The proposed approach uses releases as stable reference points to decouple the service from main branch paths during the transition:

Step Action Outcome
1. Create a release Tag the current state of the repo (e.g., v2.0.0-pre-reorg) before any renames Provides a permanent, immutable snapshot with the old directory structure that the service can pin to
2. Update service → pinned release HyperPod team updates the console CloudFormation templates to reference lifecycle scripts from the release tag instead of main Service is decoupled from main — renames on main no longer affect production
3. Reorganize the repository Perform all renames, merges, and restructuring on main main now has the new directory structure; the pinned release is unaffected
4. Update service → new paths HyperPod team updates the console to reference the new paths on main (or a post-reorg release tag) Service is back on main with the new structure

This approach ensures zero downtime for HyperPod users — at no point are the paths the service references invalid. The release tag serves as a safety net: even if step 4 is delayed, the service continues to work against the pinned release.

Alternative: Migrate lifecycle scripts to sagemaker-hyperpod-cluster-setup

A cleaner long-term option is to move the lifecycle scripts out of this repository entirely and into aws/sagemaker-hyperpod-cluster-setup, which is the official repo for HyperPod cluster setup and already contains the CloudFormation templates that reference them. This would:

  • Eliminate the cross-repo dependency — the scripts and the templates that reference them would live in the same repo, owned by the same team.
  • Decouple this repo from production service concernsawsome-distributed-ai becomes purely a collection of reference examples and best practices, not a dependency of a production AWS service.
  • Make future reorganizations safe — no need to coordinate with the HyperPod team for future directory changes in this repo.

If this approach is chosen, the migration sequence becomes: migrate lifecycle scripts to sagemaker-hyperpod-cluster-setup → update CloudFormation templates to reference the new location → reorganize this repo freely.
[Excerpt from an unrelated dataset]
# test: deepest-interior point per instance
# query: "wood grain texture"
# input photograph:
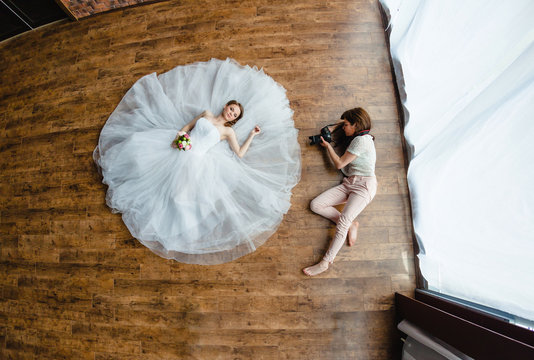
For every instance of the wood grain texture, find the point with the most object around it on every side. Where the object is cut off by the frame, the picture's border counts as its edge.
(74, 284)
Migration plan (high level)

  1. Create a tracking issue for every external document/workshop that references current paths.
  2. Create a release (e.g., v2.0.0-pre-reorg) to snapshot the current directory structure.
  3. Coordinate with HyperPod service team to update console CloudFormation templates to reference the release tag instead of main (hard blocker — steps 4–6 cannot proceed until this is deployed).
  4. Perform all renames via git mv in a single PR to preserve history.
  5. Merge awsome-inference content in a follow-up PR (or same PR if manageable).
  6. Update all internal README links, CI path filters, and Makefile references.
  7. Coordinate with HyperPod service team to update console references from the release tag to the new paths on main.
  8. Archive awsome-inference with a pointer to this repo.
  9. Update external docs/workshops.

Alternatives Considered

  1. Pure use-case-centric hierarchy (examples/<model>/{training,inference,fine-tuning}/<framework>/): Better customer landing for "I want to run Qwen3" intent and the orientation proposed in the Frameworks team style guide. However, framework-level changes (PyTorch upgrades, FSDP API changes) sweep N model directories instead of one subtree; framework contributors lose a codebase home; and framework-agnostic content (micro-benchmarks, NCCL/EFA validation) has no natural location. The Qwen3-scatter concern this orientation solves is better addressed by Option B's placement rule (framework-centric when the framework is the subject, use-case-centric when the model is the subject) than by inverting the whole hierarchy.

  2. Keep numbering, just merge inference: Solves fragmentation but retains the awkward numbering convention. Since we're already doing a disruptive rename for the merge, removing numbers at the same time minimizes total disruption.

  3. Merge both repos into a new repo with a new name: Avoids breaking existing links to this repo, but loses the GitHub star count, issue history, and contributor graph. The awsome-distributed-ai name is well-known enough to keep.

  4. Do nothing: Maintain two repos, accept the divergence. This gets worse over time as more inference content is added and infrastructure is duplicated.